The table has an index on (i1,i2) that can be used for doing a range
scan that will be able to complete after having found the first
matching record (due to the LIMIT 1). In the case of 5.5 this
completes quickly. In 5.6 the same range scan will be executed using
DS-MRR, see "Using MRR" in the explain output:

explain SELECT *  FROM t1  WHERE i1>=42 AND i2<=42 LIMIT 1;
+----+-------------+-------+-------+---------------+------+---------+------+---------+----------------------------------+
| id | select_type | table | type  | possible_keys | key  | key_len | ref  | rows    | Extra                            |
+----+-------------+-------+-------+---------------+------+---------+------+---------+----------------------------------+
|  1 | SIMPLE      | t1    | range | idx           | idx  | 4       | NULL | 9999958 | Using index condition; Using MRR |
+----+-------------+-------+-------+---------------+------+---------+------+---------+----------------------------------+

The reason for this query to now take much longer time is that the
DS-MRR implementation will first try to fill the DS-MRR sort buffer
with row-ids for matching index entries. Since this table only has
one matching record it will read the rest of the index before doing
the sorting of the row-ids. Only then the first qualifying record will
be returned.

How to repeat:
MTR test case for reproducing the performance regression:

CREATE TABLE t0 (
  i1 INTEGER NOT NULL
) ENGINE=MyISAM;

INSERT INTO t0 VALUES (0),(1),(2),(3),(4),(5),(6),(7),(8),(9);

CREATE TABLE t1 (
  pk INTEGER NOT NULL,
  i1 INTEGER NOT NULL,
  i2 INTEGER NOT NULL,
  i3 INTEGER NOT NULL,
  PRIMARY KEY (pk),
  KEY idx (i1,i2)
) ENGINE=MyISAM;

INSERT INTO t1
SELECT a.i1 + 10*b.i1 + 100*c.i1 + 1000*d.i1 + 10000*e.i1 + 100000*f.i1 + 1000000*g.i1,
       a.i1 + 10*b.i1 + 100*c.i1 + 1000*d.i1 + 10000*e.i1 + 100000*f.i1 + 1000000*g.i1,
       a.i1 + 10*b.i1 + 100*c.i1 + 1000*d.i1 + 10000*e.i1 + 100000*f.i1 + 1000000*g.i1,
       a.i1 + 10*b.i1 + 100*c.i1 + 1000*d.i1 + 10000*e.i1 + 100000*f.i1 + 1000000*g.i1
FROM t0 AS a, t0 AS b, t0 AS c, t0 AS d, t0 AS e, t0 AS f, t0 AS g;

let query1=
SELECT * 
FROM t1 
WHERE i1>=42 AND i2<=42 LIMIT 1;

eval EXPLAIN $query1;
eval $query1;

DROP TABLE t0,t1;

Workaround for for getting back to the 5.5 behavior and performance is to disable use of DS-MRR. This can be done by setting:

  optimizer_switch="mrr=off";

The reason DS-MRR is used for this query is:

1. When the optimizer evaluates alternative access methods and make
   cost estimate for each, the "LIMIT 1" is not taken into
   account. One of the access methods that is considered is to do
   range access on the seonday index. A range scan can either be done
   as a "standard range scan" (using the default MRR implementation)
   or as a "DS-MRR scan". In this case the MRR cost model is given an
   estimate of almost 10 million records to be read. Based on this,
   the MRR cost model chooses to use DS-MRR for this range access.

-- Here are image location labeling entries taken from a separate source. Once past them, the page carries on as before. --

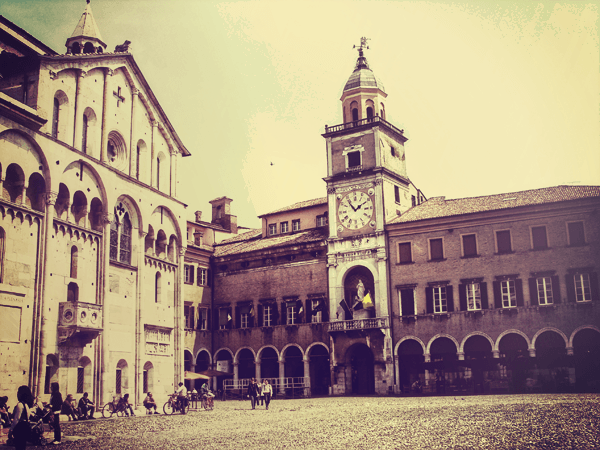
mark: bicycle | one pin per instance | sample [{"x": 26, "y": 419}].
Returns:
[
  {"x": 208, "y": 402},
  {"x": 112, "y": 408},
  {"x": 173, "y": 405}
]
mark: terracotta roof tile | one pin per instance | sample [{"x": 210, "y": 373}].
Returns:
[{"x": 440, "y": 207}]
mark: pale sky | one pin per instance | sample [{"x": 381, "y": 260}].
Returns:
[{"x": 494, "y": 96}]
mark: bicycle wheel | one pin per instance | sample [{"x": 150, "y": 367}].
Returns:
[
  {"x": 108, "y": 410},
  {"x": 168, "y": 408}
]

2. After the join optimizer has been run, the optimizer consideres the
   "LIMIT 1" clause to see if it can use a particular index that
   likely will require reading only a few records to satisfy the LIMIT
   1. And in this case it sees that it already has selected a good
   index for this. At fails to notice that the selected range access
   method for this indes is DS-MRR which is not a good access method
   for satisfying the "LIMIT 1" (since DS-MRR will try to read a lot
   of index entries into its sort buffer before returning the first
   result record).

Two alternative ideas for how to fix this:

a) Take the limit clause into account when estimating the number of
records to be read. Use this as input to the MRR cost model.

b) When reconsidering which access method to be used for "LIMIT 1",
disable use of DS-MRR for the range scan.